About me
I graduated in Political Science at the Faculty of Political Science in Zagreb. During my studies, the office of Amnesty International Croatia was an ideal training ground for youth ideals, but also for practising communication skills in the form of writing appeals full of enthusiasm, encouraging citizens to be more aware of human rights and participating in lobbying. Volunteering at AIH introduced me to working in the NGO sector, but as writing and listening to stories have always been my greatest passions, that further strengthened my decision to try my best at journalism.
I got a job as a journalist in 24sata/Večernji list newspapers. Working in the newspaper was an amazingly colourful world of adrenaline that still amazes me. Suggesting my topics, creating stories, finding interlocutors that are hard to come by, as well as actively participating in putting together the visual identity of the newspaper was exciting and creative work that was the ideal preparation for my next media challenge – PR manager of Only Men Stuff advertising agency. I was the only woman in Croatia who was in charge of media coverage of Croatian MMA league, and later European MMA league.
After that PR success, I worked as a freelance PR consultant for two years. As a politologist, I was interested in the media campaign and I had volunteered for the organization, and later the emerging political party – the Workers’ Front in 2015. (just one example is the successful online and offline campaign against the privatization of the Institute of Immunology in Zagreb, as well as many other provocative actions).
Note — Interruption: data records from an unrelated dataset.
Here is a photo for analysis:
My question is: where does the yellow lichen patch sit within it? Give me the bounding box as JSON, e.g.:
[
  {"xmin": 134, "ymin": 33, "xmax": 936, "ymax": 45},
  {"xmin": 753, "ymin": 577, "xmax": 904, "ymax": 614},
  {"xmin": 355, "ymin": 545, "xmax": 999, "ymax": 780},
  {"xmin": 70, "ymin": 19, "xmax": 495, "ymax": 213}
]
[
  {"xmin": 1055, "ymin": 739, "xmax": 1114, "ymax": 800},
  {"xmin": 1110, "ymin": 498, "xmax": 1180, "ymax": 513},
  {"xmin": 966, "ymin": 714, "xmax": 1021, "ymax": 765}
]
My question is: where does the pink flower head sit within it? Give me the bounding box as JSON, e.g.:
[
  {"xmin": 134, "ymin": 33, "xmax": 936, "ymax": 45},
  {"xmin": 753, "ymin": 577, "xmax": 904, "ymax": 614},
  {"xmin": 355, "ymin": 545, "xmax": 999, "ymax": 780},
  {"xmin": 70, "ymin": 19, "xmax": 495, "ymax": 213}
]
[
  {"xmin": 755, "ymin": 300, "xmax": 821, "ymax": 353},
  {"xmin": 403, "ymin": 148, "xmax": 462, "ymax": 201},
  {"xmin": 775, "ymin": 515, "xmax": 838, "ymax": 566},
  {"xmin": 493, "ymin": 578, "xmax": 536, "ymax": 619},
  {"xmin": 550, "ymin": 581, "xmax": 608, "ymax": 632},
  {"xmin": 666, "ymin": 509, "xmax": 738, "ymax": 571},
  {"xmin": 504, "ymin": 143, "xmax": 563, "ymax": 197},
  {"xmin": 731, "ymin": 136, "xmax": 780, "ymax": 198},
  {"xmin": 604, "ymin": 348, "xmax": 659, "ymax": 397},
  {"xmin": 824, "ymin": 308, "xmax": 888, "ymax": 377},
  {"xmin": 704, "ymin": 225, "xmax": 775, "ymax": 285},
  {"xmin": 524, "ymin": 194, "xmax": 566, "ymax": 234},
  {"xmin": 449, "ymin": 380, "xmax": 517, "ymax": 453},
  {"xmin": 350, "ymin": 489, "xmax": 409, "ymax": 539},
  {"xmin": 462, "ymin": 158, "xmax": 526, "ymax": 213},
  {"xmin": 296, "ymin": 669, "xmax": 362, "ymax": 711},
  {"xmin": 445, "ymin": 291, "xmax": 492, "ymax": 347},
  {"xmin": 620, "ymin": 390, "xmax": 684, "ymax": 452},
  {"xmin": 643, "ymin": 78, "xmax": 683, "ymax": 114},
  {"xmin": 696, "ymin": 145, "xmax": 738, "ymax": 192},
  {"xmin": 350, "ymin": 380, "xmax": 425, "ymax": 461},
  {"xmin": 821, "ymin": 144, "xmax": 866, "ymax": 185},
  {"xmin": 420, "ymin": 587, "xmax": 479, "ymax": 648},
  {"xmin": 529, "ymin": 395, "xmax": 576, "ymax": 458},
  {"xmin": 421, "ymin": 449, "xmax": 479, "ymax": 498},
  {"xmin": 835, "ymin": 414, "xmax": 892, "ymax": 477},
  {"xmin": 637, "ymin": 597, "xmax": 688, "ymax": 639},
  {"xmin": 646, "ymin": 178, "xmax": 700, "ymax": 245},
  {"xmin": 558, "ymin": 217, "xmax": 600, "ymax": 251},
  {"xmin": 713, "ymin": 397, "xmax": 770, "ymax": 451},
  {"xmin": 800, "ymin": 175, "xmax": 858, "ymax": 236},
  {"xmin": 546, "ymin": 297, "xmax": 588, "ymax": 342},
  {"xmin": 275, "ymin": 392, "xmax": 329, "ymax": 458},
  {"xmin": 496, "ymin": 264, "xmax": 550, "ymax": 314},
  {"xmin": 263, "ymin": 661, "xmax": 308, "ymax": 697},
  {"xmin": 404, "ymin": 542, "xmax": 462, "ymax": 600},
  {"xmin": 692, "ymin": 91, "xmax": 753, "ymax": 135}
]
I participated in the propaganda work of the Stop TTIP initiative and prepared members of the initiative through media training for public appearances. I led the entire PR for the Premier Boxing League in cooperation with OnlyMenStuff agency and the Croatian Boxing Association.
The last time I returned to my old love – journalism was in 2017. when I wrote for Telegram.hr. After that, I decided to wash the hands of journalism and move to Berlin. For two years I lived and worked in this amazing city where the turbulent history of the 20th century was created. In addition to photographic and PR work for the small gallery Voodoo55 in the Berlin’s art district of Wedding, as a tour guide in English, I led walking tours around the most famous parts of Berlin. I had the freedom to create the content of my walks, which was a challenge that brought me back to the beauty and magic of storytelling.
Talking about the turbulent past of Berlin, showing the canal where Rosa Luxemburg was killed, talking about the last days of Adolf Hitler and Eva Braun in an abandoned parking lot under which Hitler’s bunker is hidden, visiting in silence the Holocaust Memorial next to the Branderbug Gate, remembering Hannah Arendt and her’s banalitiy of evil as tourists enter the Topography of Terror for free (a documentary center on Nazi crimes located on the site of the former Gestapo building), coming to the remains of the Berlin Wall and remembering people who perished in vain attempts to flee to the West Berlin, recounting testimonies of old Berliners who remember the terror of the Stasi, going to Treptower Park where the impressive Memorial to the Soviets is located as a symbol of antifascist victory, but wondering how Stalin’s head and some of his lunatic quotes still stand there, coming to Schöneberg City Hall in front of which Kennedy stated his famous ‘Ich bin ein Berliner’ sentence, after all that vertigo of history and ideologies, human suffering and struggle, peace is finally found in one of the bars where Iggy Pop and David Bowie partyed and created their music. Cause, We Could Be Heros Just For One Day.
Two exciting years in Berlin were enough to make me want to return to my beautiful country. And to tell fascinating historic stories that have not yet been told in Zagreb, the city in which I was born. This is how the Walk with Tito was created, which tells the story of antifascist resistance in Zagreb during the rule of the nazi puppet state NDH, Partisan victories, the role of Josip Broz Tito, the creation of socialist Yugoslavia, its successes and abysses, and an avant-garde time that disappeared in the bloody disintegration of Yugoslavia in the 90s.